Bar advocates are paid an hourly rate that has not changed in more then a decade — $53 for district court cases and $60 for those in superior court. That is far less than lawyers in private practice normally charge, and they receive no other compensation from the state for, among other things, the cost of liability insurance. Bar advocates cannot bill for more than 1,650 hours annually.

Recently, bar advocates have not been able to count on getting paid on time by the state as the fiscal year neared its June 30 end. Beginning in 2013, the state routinely has level-funded the budget for the Committee for Public Counsel Services at about $98 million, despite the need for annual supplemental budgets to pay the full cost of bar advocates’ work.

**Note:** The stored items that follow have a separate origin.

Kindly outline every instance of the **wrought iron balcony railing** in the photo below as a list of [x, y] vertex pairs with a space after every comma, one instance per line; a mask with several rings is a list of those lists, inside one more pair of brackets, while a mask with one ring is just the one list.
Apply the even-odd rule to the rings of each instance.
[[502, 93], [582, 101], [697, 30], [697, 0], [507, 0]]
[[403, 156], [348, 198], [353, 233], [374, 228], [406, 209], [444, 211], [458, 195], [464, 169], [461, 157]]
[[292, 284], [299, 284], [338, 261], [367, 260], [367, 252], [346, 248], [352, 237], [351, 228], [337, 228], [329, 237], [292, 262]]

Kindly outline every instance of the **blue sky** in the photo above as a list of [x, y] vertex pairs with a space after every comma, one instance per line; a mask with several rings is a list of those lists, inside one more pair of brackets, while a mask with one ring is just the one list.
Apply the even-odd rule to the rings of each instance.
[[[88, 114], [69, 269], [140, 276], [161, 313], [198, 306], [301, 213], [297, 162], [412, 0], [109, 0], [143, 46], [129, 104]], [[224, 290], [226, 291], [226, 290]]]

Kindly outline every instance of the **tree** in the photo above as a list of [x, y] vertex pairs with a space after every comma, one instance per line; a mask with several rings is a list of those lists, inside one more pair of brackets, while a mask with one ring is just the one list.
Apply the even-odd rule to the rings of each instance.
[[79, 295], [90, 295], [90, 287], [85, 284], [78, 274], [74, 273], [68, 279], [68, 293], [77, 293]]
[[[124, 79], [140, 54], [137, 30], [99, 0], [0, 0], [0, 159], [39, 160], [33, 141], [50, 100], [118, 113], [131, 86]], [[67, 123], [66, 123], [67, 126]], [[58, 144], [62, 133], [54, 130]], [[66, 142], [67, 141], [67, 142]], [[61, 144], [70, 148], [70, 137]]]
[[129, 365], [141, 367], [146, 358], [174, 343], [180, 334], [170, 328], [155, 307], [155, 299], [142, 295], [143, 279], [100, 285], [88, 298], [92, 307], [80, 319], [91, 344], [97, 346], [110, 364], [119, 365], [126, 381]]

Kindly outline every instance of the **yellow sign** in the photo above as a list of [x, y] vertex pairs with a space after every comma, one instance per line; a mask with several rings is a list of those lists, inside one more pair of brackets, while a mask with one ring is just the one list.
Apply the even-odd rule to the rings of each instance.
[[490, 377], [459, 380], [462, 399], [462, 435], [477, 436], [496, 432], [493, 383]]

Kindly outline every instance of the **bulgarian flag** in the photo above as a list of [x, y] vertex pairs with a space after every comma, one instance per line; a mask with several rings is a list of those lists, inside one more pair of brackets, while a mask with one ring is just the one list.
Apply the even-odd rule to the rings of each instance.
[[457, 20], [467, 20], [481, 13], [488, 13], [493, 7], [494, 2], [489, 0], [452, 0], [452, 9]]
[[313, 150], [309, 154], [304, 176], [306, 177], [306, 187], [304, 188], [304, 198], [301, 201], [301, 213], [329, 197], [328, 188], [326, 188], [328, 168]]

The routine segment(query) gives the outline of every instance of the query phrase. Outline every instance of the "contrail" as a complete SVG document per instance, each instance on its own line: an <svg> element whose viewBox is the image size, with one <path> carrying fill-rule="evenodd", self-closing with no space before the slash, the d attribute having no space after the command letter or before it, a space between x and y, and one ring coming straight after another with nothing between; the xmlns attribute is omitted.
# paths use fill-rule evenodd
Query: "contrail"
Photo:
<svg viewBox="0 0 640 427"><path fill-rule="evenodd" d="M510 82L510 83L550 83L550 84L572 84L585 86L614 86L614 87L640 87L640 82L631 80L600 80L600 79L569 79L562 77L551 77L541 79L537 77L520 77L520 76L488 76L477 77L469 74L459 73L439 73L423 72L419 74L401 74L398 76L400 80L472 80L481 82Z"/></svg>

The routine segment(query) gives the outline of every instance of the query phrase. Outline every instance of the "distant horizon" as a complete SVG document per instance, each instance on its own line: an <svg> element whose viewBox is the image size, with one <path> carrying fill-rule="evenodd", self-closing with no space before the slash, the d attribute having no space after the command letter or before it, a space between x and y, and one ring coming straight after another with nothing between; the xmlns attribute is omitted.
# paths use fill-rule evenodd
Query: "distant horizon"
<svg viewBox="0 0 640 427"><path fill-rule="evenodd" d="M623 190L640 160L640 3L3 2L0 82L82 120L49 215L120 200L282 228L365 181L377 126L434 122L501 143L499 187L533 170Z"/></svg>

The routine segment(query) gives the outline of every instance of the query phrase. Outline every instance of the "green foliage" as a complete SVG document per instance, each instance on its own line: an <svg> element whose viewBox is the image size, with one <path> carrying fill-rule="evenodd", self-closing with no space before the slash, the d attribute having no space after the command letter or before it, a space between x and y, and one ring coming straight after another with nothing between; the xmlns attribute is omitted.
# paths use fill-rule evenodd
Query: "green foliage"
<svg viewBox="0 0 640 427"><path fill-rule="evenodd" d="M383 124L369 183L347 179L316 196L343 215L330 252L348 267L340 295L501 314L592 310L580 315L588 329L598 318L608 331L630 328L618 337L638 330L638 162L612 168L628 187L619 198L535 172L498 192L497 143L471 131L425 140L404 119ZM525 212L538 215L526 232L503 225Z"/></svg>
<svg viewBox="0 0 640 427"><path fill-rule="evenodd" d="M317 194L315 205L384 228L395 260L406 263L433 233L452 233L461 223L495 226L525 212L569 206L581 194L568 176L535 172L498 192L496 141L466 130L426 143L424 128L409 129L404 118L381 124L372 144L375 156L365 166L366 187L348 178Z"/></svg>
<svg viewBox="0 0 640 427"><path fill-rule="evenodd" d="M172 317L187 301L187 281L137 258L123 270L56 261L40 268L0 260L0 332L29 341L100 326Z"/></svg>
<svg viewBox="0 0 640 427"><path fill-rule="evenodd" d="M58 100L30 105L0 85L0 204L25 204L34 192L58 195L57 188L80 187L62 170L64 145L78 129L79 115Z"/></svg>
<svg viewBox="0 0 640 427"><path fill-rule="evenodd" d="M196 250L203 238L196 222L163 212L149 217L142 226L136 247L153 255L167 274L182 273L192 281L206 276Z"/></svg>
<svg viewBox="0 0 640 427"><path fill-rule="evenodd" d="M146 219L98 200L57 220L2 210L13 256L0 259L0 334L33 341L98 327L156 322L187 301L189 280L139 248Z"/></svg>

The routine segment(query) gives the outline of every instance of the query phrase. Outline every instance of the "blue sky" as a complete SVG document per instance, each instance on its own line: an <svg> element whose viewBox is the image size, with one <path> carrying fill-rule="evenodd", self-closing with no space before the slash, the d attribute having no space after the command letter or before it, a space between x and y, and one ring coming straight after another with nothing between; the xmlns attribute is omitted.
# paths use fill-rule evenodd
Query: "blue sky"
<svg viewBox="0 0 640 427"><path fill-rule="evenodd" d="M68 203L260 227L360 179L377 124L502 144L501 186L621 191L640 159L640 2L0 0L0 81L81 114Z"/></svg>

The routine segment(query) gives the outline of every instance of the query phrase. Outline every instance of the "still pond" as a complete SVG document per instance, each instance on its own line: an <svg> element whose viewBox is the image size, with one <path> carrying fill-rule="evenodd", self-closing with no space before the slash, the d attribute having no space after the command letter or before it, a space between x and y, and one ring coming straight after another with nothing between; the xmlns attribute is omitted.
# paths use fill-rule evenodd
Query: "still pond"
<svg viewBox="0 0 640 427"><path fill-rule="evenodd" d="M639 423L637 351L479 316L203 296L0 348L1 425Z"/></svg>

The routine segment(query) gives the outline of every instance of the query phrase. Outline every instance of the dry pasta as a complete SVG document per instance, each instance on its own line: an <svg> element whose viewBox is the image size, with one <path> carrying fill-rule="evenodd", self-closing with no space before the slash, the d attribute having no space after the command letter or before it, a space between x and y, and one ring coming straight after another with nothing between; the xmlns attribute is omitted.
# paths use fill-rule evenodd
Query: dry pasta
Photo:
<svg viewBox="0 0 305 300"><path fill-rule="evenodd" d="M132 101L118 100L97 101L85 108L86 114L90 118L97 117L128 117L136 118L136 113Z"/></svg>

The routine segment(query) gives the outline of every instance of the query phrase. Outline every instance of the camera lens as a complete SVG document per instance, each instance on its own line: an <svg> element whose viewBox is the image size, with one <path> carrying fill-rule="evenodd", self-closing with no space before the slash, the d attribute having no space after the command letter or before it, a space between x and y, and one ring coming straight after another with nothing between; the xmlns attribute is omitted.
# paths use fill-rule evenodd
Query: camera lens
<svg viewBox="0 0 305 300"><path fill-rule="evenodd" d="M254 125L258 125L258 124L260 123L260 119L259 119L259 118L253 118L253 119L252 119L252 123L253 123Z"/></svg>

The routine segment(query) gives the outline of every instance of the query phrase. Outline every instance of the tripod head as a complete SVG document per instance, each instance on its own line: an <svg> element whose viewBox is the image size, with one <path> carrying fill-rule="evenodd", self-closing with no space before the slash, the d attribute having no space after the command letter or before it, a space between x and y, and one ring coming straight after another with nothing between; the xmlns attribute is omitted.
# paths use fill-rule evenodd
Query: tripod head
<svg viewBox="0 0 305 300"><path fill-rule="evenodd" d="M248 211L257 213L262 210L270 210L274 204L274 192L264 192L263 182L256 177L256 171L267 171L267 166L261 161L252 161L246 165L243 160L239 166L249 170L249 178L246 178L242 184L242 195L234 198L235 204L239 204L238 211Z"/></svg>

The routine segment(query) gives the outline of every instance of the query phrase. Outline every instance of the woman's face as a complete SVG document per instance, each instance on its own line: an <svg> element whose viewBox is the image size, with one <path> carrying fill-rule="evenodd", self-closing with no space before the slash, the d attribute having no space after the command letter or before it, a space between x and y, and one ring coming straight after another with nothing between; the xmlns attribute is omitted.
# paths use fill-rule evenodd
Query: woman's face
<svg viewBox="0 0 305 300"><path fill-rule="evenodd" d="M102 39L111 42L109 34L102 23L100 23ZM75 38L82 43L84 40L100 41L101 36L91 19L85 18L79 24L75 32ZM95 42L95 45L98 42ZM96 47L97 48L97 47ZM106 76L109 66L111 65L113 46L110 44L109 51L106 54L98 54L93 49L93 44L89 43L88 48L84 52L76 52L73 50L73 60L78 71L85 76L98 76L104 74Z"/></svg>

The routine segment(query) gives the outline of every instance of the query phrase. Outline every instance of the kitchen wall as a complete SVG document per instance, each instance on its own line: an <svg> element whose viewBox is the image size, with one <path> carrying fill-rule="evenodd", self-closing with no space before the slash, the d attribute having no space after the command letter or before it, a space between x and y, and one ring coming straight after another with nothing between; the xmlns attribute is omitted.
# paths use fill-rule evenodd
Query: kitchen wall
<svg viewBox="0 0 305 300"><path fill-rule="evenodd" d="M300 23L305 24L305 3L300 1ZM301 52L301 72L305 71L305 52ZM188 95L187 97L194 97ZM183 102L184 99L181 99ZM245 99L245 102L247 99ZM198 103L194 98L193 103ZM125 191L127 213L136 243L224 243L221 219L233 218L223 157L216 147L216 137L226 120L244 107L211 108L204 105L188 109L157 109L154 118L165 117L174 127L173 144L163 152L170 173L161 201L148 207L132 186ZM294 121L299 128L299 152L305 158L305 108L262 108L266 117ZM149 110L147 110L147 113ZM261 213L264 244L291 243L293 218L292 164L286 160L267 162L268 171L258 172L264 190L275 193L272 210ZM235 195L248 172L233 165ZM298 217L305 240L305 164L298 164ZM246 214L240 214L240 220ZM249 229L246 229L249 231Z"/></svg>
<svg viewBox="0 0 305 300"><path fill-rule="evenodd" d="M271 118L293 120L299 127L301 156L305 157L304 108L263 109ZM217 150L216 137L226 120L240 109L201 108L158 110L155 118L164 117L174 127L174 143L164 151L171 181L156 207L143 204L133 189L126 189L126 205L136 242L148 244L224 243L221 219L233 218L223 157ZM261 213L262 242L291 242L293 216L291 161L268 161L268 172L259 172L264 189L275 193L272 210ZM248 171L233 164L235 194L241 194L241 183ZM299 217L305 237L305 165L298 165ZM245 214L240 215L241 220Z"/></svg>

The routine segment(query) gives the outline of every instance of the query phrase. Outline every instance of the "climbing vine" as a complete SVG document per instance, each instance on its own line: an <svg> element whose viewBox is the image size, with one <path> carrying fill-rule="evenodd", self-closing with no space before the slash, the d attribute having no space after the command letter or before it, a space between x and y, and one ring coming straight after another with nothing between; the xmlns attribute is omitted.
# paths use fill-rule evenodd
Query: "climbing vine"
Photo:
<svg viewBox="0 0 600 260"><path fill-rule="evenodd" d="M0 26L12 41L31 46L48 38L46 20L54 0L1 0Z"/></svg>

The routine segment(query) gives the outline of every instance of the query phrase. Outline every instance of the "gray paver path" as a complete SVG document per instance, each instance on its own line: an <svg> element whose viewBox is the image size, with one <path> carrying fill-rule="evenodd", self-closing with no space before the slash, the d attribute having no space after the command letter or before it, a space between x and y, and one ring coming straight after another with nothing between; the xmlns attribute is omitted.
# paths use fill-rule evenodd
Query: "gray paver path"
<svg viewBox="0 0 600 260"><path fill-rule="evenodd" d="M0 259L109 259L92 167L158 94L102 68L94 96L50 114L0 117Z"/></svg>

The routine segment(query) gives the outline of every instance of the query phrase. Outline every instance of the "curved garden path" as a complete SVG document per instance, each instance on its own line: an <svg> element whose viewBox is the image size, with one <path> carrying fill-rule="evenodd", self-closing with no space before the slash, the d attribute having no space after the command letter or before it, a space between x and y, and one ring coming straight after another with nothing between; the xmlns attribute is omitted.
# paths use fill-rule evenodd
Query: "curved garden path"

Last year, it took until July 11 for Gov. Charlie Baker to sign an emergency bill approving more than $26 million to reimburse bar advocates for hours worked before June 30. Among those affected was Lisa Lippiello, of Northampton, who has been a bar advocate since 2010.

“I think even more than just the financial hardship that it creates, you feel underappreciated,” Lippiello said last July after going weeks without getting paid for her work as a bar advocate. “You work so hard and you don’t get paid enough given the overhead costs and expenses and law school loans and malpractice insurance. When it happens, you just start questioning, ‘What am I doing this for?’”

Last year, the Legislature created a $104 million reserve account controlled by the state Executive Office for Administration and Finance to cover shortfalls in agencies such as the Committee for Public Counsel Services.

We hope that money remains available in June so that paychecks for bar advocates are not interrupted. That’s the least the state can do to recognize the importance of their work.